Due to a distorted view of honor, women and girls are being denied treatment for coronavirus (Illustrative photo: Reuters)Due to the pervasive honor culture in Iraq, large numbers of Iraqi women and girls who have come down with COVID-19 (coronavirus) have not been transferred to medical centers for quarantine or able to receive treatment, according to Yasour.org.

An anonymous source told the Arabic news outlet about a typical case in Baghdad, “We were not allowed to transfer a woman that tested positive for the coronavirus to a medical quarantine facility because her family wouldn’t allow it.

“They said isolation is something shameful and contradicts their traditions and customs that don’t allow women to stay at other places [outside the home] without a chaperone.”

When a medical team came to take the woman to quarantine, her clan blocked the transfer.

Some cases have been reported where infected girls were transferred to quarantine facilities by medical teams against the families’ wishes.

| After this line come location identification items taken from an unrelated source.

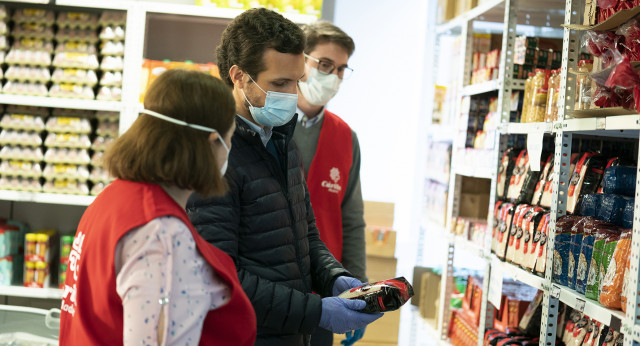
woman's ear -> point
(236, 74)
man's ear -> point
(236, 75)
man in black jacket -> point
(265, 222)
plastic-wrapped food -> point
(22, 122)
(66, 140)
(507, 164)
(604, 233)
(77, 20)
(111, 79)
(524, 241)
(22, 154)
(515, 231)
(68, 125)
(523, 180)
(544, 176)
(612, 209)
(585, 179)
(504, 231)
(66, 172)
(577, 234)
(67, 156)
(75, 76)
(23, 138)
(112, 63)
(114, 48)
(562, 248)
(613, 262)
(627, 213)
(23, 169)
(72, 91)
(24, 88)
(620, 180)
(382, 296)
(76, 34)
(112, 33)
(66, 187)
(109, 94)
(591, 204)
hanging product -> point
(507, 165)
(562, 248)
(614, 262)
(544, 176)
(585, 179)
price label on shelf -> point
(495, 284)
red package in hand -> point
(382, 296)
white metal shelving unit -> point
(137, 14)
(595, 123)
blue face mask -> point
(278, 109)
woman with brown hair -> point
(138, 272)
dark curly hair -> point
(247, 37)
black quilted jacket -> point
(266, 224)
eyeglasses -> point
(327, 67)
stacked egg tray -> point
(55, 151)
(65, 54)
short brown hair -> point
(246, 38)
(157, 151)
(325, 32)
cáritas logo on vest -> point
(332, 187)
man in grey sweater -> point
(331, 155)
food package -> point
(585, 179)
(524, 241)
(22, 122)
(543, 233)
(505, 171)
(516, 233)
(613, 282)
(612, 209)
(619, 180)
(562, 248)
(523, 180)
(544, 177)
(382, 296)
(604, 233)
(577, 234)
(627, 213)
(586, 252)
(505, 229)
(591, 204)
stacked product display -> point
(61, 55)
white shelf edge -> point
(518, 273)
(30, 292)
(469, 15)
(49, 198)
(55, 102)
(591, 308)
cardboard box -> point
(380, 241)
(381, 268)
(378, 214)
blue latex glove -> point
(344, 283)
(353, 336)
(341, 315)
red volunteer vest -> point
(328, 177)
(92, 312)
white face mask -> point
(319, 88)
(223, 169)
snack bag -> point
(562, 248)
(382, 296)
(613, 281)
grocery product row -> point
(55, 151)
(62, 54)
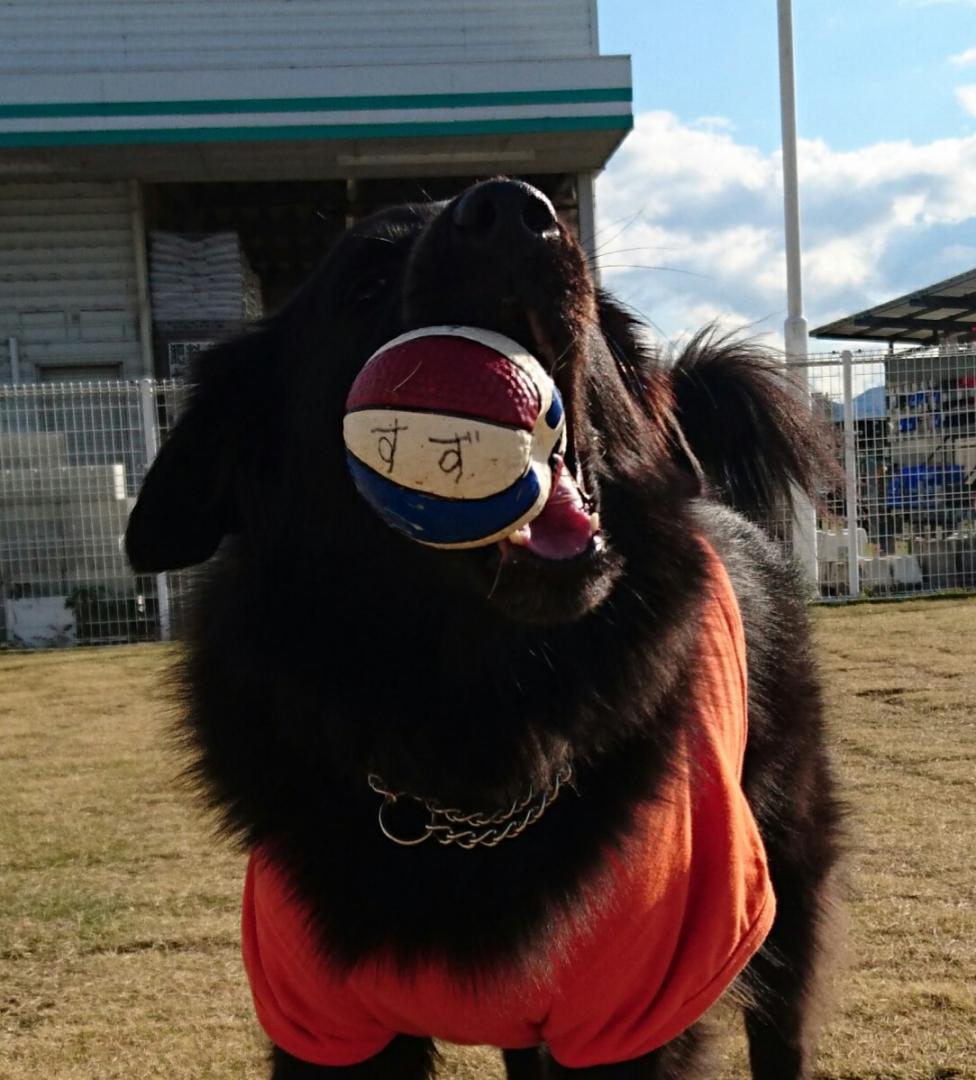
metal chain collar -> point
(449, 825)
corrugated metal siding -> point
(68, 287)
(112, 36)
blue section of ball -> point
(554, 416)
(432, 520)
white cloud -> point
(966, 97)
(691, 225)
(964, 58)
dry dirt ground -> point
(119, 908)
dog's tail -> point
(749, 424)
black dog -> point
(530, 714)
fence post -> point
(151, 441)
(851, 475)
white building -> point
(278, 121)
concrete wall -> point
(68, 279)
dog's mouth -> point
(568, 527)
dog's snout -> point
(503, 211)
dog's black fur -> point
(325, 645)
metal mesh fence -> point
(905, 426)
(72, 457)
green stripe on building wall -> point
(365, 104)
(530, 125)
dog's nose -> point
(503, 211)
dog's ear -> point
(189, 499)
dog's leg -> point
(525, 1064)
(786, 981)
(687, 1057)
(404, 1058)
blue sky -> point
(886, 117)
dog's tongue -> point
(564, 528)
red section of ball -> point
(448, 375)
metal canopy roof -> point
(947, 309)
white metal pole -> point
(851, 473)
(150, 434)
(795, 328)
(14, 349)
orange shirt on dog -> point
(681, 909)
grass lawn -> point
(119, 909)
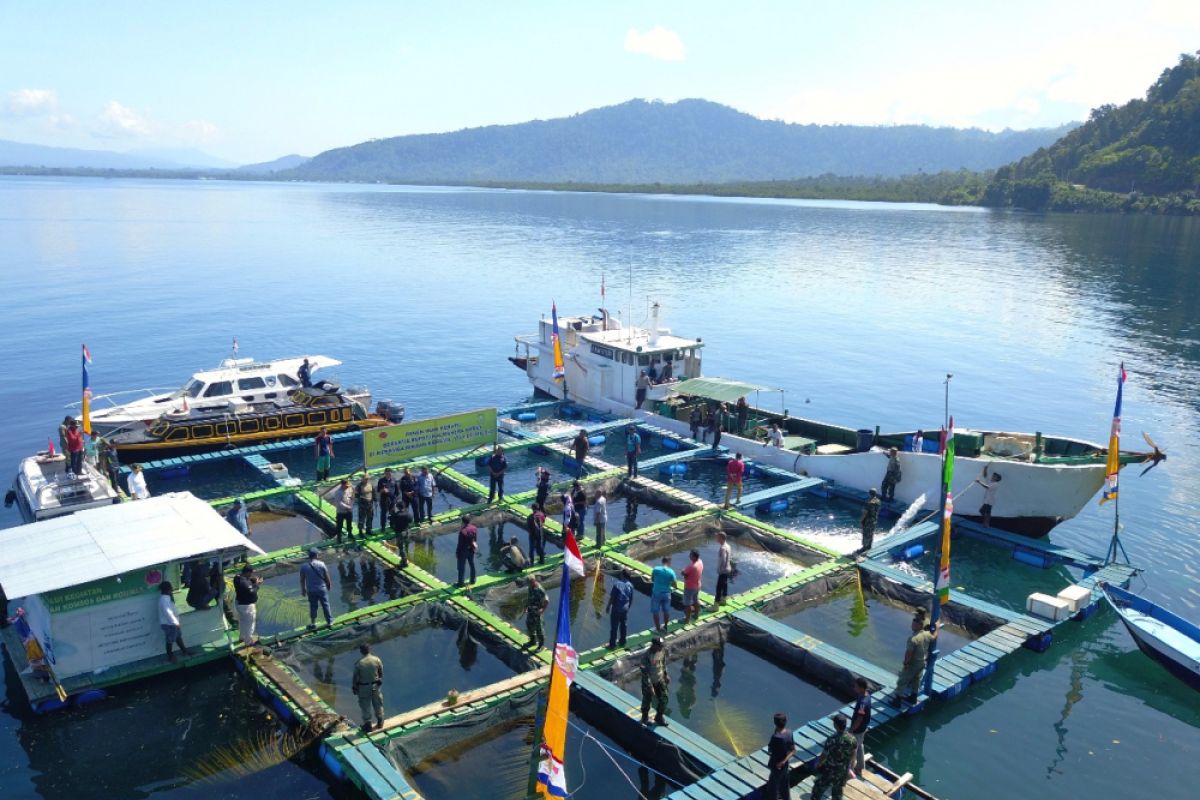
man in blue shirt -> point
(496, 465)
(621, 597)
(661, 585)
(633, 450)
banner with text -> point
(441, 434)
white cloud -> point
(658, 43)
(118, 120)
(31, 102)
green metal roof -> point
(719, 389)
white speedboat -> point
(45, 488)
(235, 382)
(1045, 480)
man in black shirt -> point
(245, 587)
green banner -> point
(118, 587)
(409, 440)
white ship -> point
(1045, 479)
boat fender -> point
(331, 763)
(49, 704)
(1032, 559)
(89, 697)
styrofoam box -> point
(1048, 607)
(1077, 596)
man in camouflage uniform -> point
(534, 611)
(870, 518)
(654, 681)
(833, 765)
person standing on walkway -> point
(315, 584)
(833, 765)
(407, 488)
(580, 447)
(641, 388)
(869, 519)
(779, 755)
(426, 487)
(323, 446)
(365, 497)
(655, 680)
(735, 473)
(535, 608)
(621, 600)
(543, 487)
(916, 654)
(535, 523)
(633, 450)
(465, 551)
(989, 495)
(137, 482)
(385, 489)
(861, 721)
(496, 467)
(600, 517)
(693, 573)
(742, 414)
(892, 475)
(663, 579)
(343, 507)
(367, 686)
(75, 449)
(724, 567)
(245, 588)
(168, 619)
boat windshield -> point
(191, 390)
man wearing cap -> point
(245, 587)
(870, 518)
(892, 475)
(367, 686)
(654, 681)
(315, 584)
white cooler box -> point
(1048, 607)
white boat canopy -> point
(109, 541)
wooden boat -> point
(1165, 637)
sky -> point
(250, 82)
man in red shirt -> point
(733, 473)
(691, 576)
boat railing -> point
(131, 394)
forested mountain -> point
(1144, 155)
(687, 142)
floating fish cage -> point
(461, 690)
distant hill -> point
(691, 140)
(1141, 156)
(17, 154)
(279, 164)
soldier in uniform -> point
(369, 686)
(654, 681)
(365, 495)
(892, 475)
(534, 609)
(870, 517)
(834, 762)
(915, 656)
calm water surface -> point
(856, 310)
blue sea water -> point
(857, 311)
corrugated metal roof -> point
(719, 389)
(113, 540)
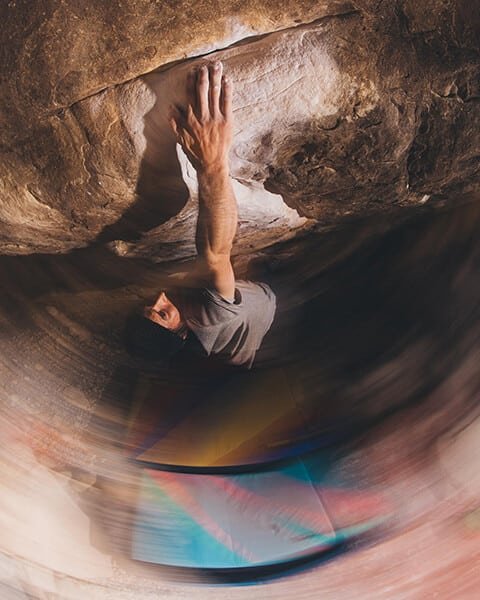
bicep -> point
(220, 276)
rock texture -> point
(346, 108)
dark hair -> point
(148, 340)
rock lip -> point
(341, 110)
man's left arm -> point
(205, 134)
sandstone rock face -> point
(341, 109)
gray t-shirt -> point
(230, 330)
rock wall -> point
(342, 108)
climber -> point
(217, 314)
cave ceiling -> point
(342, 109)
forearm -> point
(217, 214)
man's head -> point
(163, 312)
(157, 332)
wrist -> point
(214, 169)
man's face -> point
(164, 313)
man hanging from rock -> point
(219, 316)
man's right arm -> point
(205, 134)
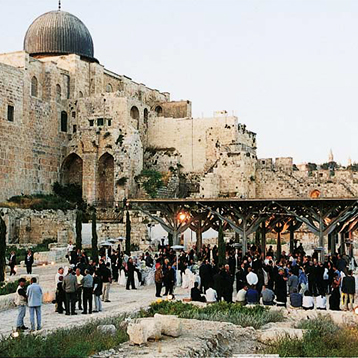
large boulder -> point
(270, 335)
(171, 325)
(108, 329)
(137, 333)
(152, 328)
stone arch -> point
(72, 170)
(34, 86)
(105, 180)
(159, 111)
(58, 93)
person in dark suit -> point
(29, 261)
(348, 290)
(205, 273)
(195, 293)
(169, 279)
(12, 263)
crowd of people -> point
(295, 279)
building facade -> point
(65, 118)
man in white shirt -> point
(321, 301)
(251, 277)
(211, 295)
(241, 295)
(59, 273)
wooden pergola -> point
(322, 217)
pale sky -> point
(287, 68)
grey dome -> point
(58, 32)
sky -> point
(287, 68)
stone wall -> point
(279, 180)
(26, 226)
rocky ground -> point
(199, 338)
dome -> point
(56, 33)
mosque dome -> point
(56, 33)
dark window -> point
(58, 93)
(34, 87)
(10, 113)
(63, 121)
(145, 114)
(159, 111)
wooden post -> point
(244, 237)
(279, 249)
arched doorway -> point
(72, 170)
(105, 180)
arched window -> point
(159, 111)
(134, 112)
(63, 121)
(58, 93)
(34, 87)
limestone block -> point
(137, 333)
(108, 329)
(29, 277)
(152, 328)
(171, 325)
(270, 335)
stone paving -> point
(122, 301)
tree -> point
(2, 248)
(79, 218)
(94, 237)
(128, 234)
(221, 246)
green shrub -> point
(80, 341)
(255, 316)
(323, 338)
(9, 287)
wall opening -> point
(105, 180)
(58, 93)
(135, 115)
(64, 120)
(34, 87)
(159, 111)
(72, 170)
(10, 113)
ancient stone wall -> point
(279, 180)
(26, 226)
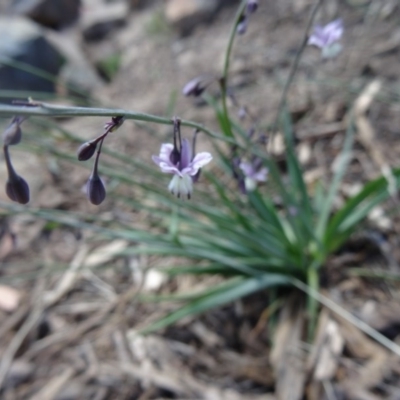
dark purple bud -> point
(17, 189)
(252, 6)
(250, 133)
(12, 135)
(115, 123)
(86, 150)
(242, 113)
(242, 25)
(196, 86)
(95, 190)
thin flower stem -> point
(296, 62)
(225, 72)
(50, 110)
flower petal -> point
(201, 160)
(247, 168)
(186, 154)
(165, 151)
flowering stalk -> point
(225, 72)
(295, 64)
(51, 110)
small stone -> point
(22, 41)
(54, 14)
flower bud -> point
(196, 86)
(17, 189)
(86, 151)
(95, 190)
(252, 6)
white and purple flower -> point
(253, 172)
(184, 166)
(327, 38)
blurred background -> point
(138, 55)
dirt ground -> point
(73, 334)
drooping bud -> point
(95, 190)
(17, 188)
(86, 150)
(115, 123)
(196, 86)
(252, 6)
(12, 135)
(242, 25)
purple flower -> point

Dr. Ali Al-Bayati, the high commission for human rights in Iraq said there are now cases of families gathering outside hospitals demanding their daughters back.

Al-Bayati blamed the problem on lack of awareness as well as the weakness of the Iraqi government. He also noted that, in general, many people infected with the virus ran away before they were to be transferred to quarantine facilities.

The problem is apparently so rampant in Iraq that activists on Twitter have started the hashtag #EpidemicofIgnorance.

At press time, the number of infected people in Iraq has been reported to be 574, with the number of deaths 42.

However, experts warn that Iraq has passed the stage where all new cases of infected people come from outside the country. Now people within the country are infecting each other.

Currently, the number of infected people in Iraq is still low, prompting Health Minister Jaafar Allawi to say, “We are still the best country in the world in terms of preventive measures against the coronavirus.”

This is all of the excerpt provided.